Each IWMS has levels of capability and customization,
which can be tailored to meet a specific organization’s business process.
Therefore, in order to most successfully implement an IWMS into your
organization, it is crucial to examine and refine your current business
process, then select a system that is powerful and flexible enough to not only fit into your current business process, but to optimize it!
Though many IWMS systems are flexible enough to accommodate
a business’ current processes, others require businesses to change their
process in order to fit the capabilities of the system.
Example 1: Work Orders
Computerized Maintenance Management System) maintains a computer database of information about an organization’s maintenance operations and work orders. Some work orders are preventative maintenance, which means they are generally a scheduled event fired off on a set increment (3 months, 1 month, 1 week, etc).
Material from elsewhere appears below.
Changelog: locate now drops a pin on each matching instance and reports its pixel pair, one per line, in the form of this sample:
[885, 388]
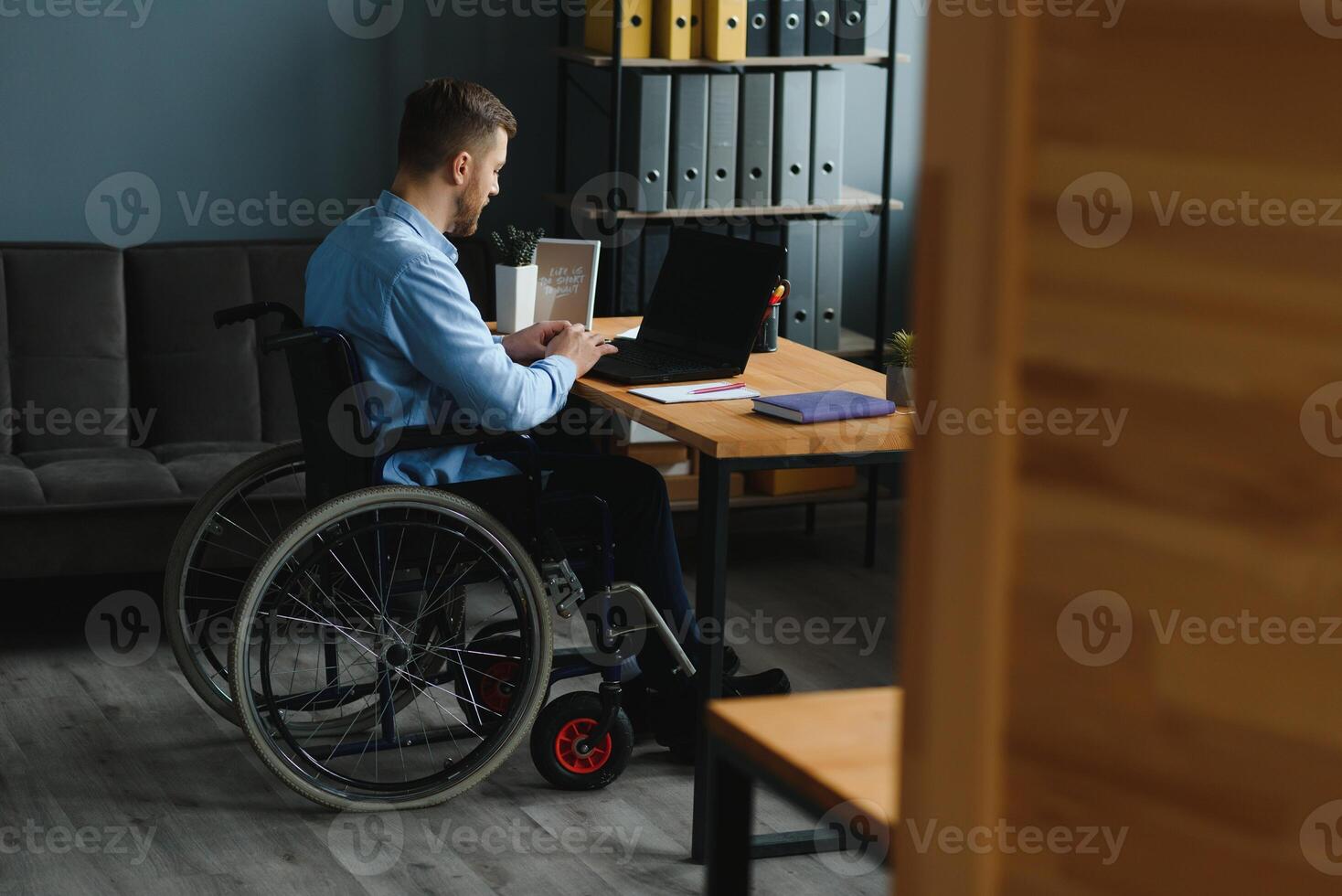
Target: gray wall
[272, 102]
When the scheduled work order is initiated, a specific business process, or workflow, will trigger.
One such workflow might be that the work order is sent to a dispatcher, who would then pass it off to the proper supervisor, who would then assign it to a craftsperson to accomplish the job. Once the craftsperson has completed the job, s/he will update it in the system, which will indicate that the job is complete. Then finally, the supervisor will review the job and send it to Accounts Payable to be closed out.
On the other hand, a less complicated workflow might have the work order sent directly to the craftsperson, notifying the supervisor but bypassing the dispatcher. So the work can begin immediately.
Within a flexible IWMS, the workflow should be able to be modified so that it suits however simple or complicated your business process is.
Example 2: Required Estimate & Approval
Consider an activity for which an estimate and approval is
required. In many cases, this means that:
- A work request is generated
- A threshold is met that triggers the need for an estimate
- The estimate request is routed to the estimator
- The estimate is completed and routed to the approver
- The approver accepts the estimate and routes the request to the supervisor
- The supervisor routes this to the craftsperson
When this happens, the estimate often generates a second
approval, which is dropped into a similar dispatching process as described in example one
before, requiring various hand-offs and approvals.
In both of the above examples, a more flexible IWMS could
help work on an
activity to commence (and likely finish) even sooner.
Having a firm understanding of your business process allows you to select an IWMS that is flexible enough to meet your company’s needs. A successful IWMS implementation will accept your business process in such a way that the system can be modified so there is very little disturbance to the work force.
If you have bought a system that is not robust enough to meet the needs of your company’s business process, you may have to alter the what is currently in place or look to another IWMS system.
The benefits of selecting a flexible IWMS are clear – it can
easily make any organization more efficient and alleviate unnecessary
responsibilities. However, the vital aspect of every successful IWMS
implementation is to first familiarize yourself with your current
business process. Doing so will allow you to adopt a system that can meet or (ideally) optimize workflows and streamline your entire enterprise!